Il Messaggero, 5 aprile 2022
I danni dei videogiochi sui giovani
Giocare ai videogiochi, passione che accomuna gli adolescenti del mondo intero, può essere un passatempo piacevole. Può avere un ruolo formativo, quando il cervello si deve allenare con strategie e risolvere enigmi. Ma può anche diventare un problema molto serio, quando il videogame diventa l’oggetto di un comportamento compulsivo, con conseguenze gravi sul piano delle relazioni affettive, sociali e di rendimento scolastico. Ed il 20% degli adolescenti di 16 anni in Europa corre questo rischio, percentuale che in Italia arriva al 24%, con una netta distinzione tra il 34% dei ragazzi ed il 13% delle ragazze.A sostenerlo sono i dati elaborati da una ricerca dell’Istituto di fisiologia clinica del Cnr, dell’Università di Padova e dell’australiana, Flinders University, basata sullo studio European School Survey Project on Alcohol and Other Drugs del 2019, che ha preso in esame un campione di 90 mila studenti sedicenni, residenti in 30 paesi europei. Il dato allarmante è che 1 studente su 5 è a rischio gaming problematico, con differenze enormi tra il 12% della Danimarca ed il 30% della Romania. All’interno di questo quadro, «esiste un fattore di genere, dove i ragazzi hanno un rischio 4 volte superiore alle coetanee di sviluppare una dipendenza dal gaming» spiega Sabrina Molinaro, ricercatrice del Cnr-Ifc e coordinatrice dello studio. I ragazzi che sviluppano questo disturbo, patologia psicologica connessa alle dinamiche socio-economiche degli anni recenti, «diminuiscono i rapporti in presenza con i coetanei, perché hanno difficoltà a staccarsi dal gioco, sviluppano compulsività, iniziano a saltare appuntamenti sociali, anche divertenti, inventando delle scuse» spiega ancora la ricercatrice del Cnr, sottolineando che questo può provocare «una serie di disturbi dell’attenzione, del sonno, dell’umore, irrequietezza e di conseguenza un peggiore rendimento scolastico che potrebbe scivolare in una sorta di ritiro sociale».

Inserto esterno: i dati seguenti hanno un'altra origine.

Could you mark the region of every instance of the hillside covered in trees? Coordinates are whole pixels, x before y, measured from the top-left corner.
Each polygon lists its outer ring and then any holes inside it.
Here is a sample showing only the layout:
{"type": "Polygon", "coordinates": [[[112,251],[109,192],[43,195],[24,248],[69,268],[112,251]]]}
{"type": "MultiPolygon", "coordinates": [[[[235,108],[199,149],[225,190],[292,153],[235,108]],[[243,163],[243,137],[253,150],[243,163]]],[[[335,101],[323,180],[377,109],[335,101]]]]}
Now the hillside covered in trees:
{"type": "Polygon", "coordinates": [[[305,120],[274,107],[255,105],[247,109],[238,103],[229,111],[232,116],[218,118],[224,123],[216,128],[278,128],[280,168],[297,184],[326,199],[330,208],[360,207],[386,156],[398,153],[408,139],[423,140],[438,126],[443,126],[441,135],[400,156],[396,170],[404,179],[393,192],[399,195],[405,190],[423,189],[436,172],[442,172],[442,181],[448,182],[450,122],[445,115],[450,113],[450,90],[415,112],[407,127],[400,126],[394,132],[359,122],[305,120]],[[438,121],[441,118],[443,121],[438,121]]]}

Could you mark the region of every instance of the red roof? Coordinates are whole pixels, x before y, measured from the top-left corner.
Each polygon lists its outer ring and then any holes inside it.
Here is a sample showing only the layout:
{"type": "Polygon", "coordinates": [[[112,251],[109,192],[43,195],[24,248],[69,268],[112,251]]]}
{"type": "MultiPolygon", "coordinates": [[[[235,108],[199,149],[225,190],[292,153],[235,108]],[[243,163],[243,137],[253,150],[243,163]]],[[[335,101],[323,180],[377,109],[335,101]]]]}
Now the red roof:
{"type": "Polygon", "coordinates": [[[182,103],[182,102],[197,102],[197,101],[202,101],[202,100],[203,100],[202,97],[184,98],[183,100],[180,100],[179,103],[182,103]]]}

Nella ricerca è emerso un aspetto centrale che lega questa nuova forma di dipendenza, a problematiche all’interno della sfera familiare, ed in particolare «alla mancanza di supporto genitoriale, non intesa come assenza di controllo, ma di interesse. I ragazzi che sono lasciati più soli dai genitori nelle loro giornate, sono più fragili e più esposti al rischio di sviluppare gaming problematico» aggiunge Molinaro.
L’Italia non brilla in questo studio europeo, che vede percentuali di rischio più basse ed al di sotto della media Ue, in Danimarca, Norvegia, Austria, Olanda, Germania e Spagna, mentre peggio di noi, ci sono Bulgaria, Lituania, Montenegro, Romania e Georgia. Secondo lo studio, la questione non riguarda esclusivamente il livello di ricchezza dei Paesi, ma il ruolo attivo sia della famiglia che delle politiche sociali. Infatti l’Italia «è tra i Paesi che investe meno nella scuola, nelle politiche di salute pubblica, nelle offerte sociali e sportive per il tempo libero, attività spesso delegate alle famiglie» sottolinea ancora Molinaro.
Entrando nello specifico del caso italiano, la ricerca ha analizzato anche la quantità di ore trascorse con i videogame nelle giornate non scolastiche, ed anche qui i dati non sono di grande conforto, specialmente per quanto riguarda i ragazzi: il 14% trascorre anche 6 ore di gioco, contro il 3,4% delle ragazze, il 28% tra le due/tre ore e solo il 15% non gioca affatto a consolle e computer, contro il 45% delle coetanee. Nel 2021, secondo nuovi dati della ricerca post-Covid, è «aumentata la percentuale di ragazzi che praticano il gaming, dal 62% al 68%, ma il livello di rischio resta più alto per i minorenni maschi rispetto ai maggiorenni, fattore che sottolinea come la categoria dei minori sia più fragile».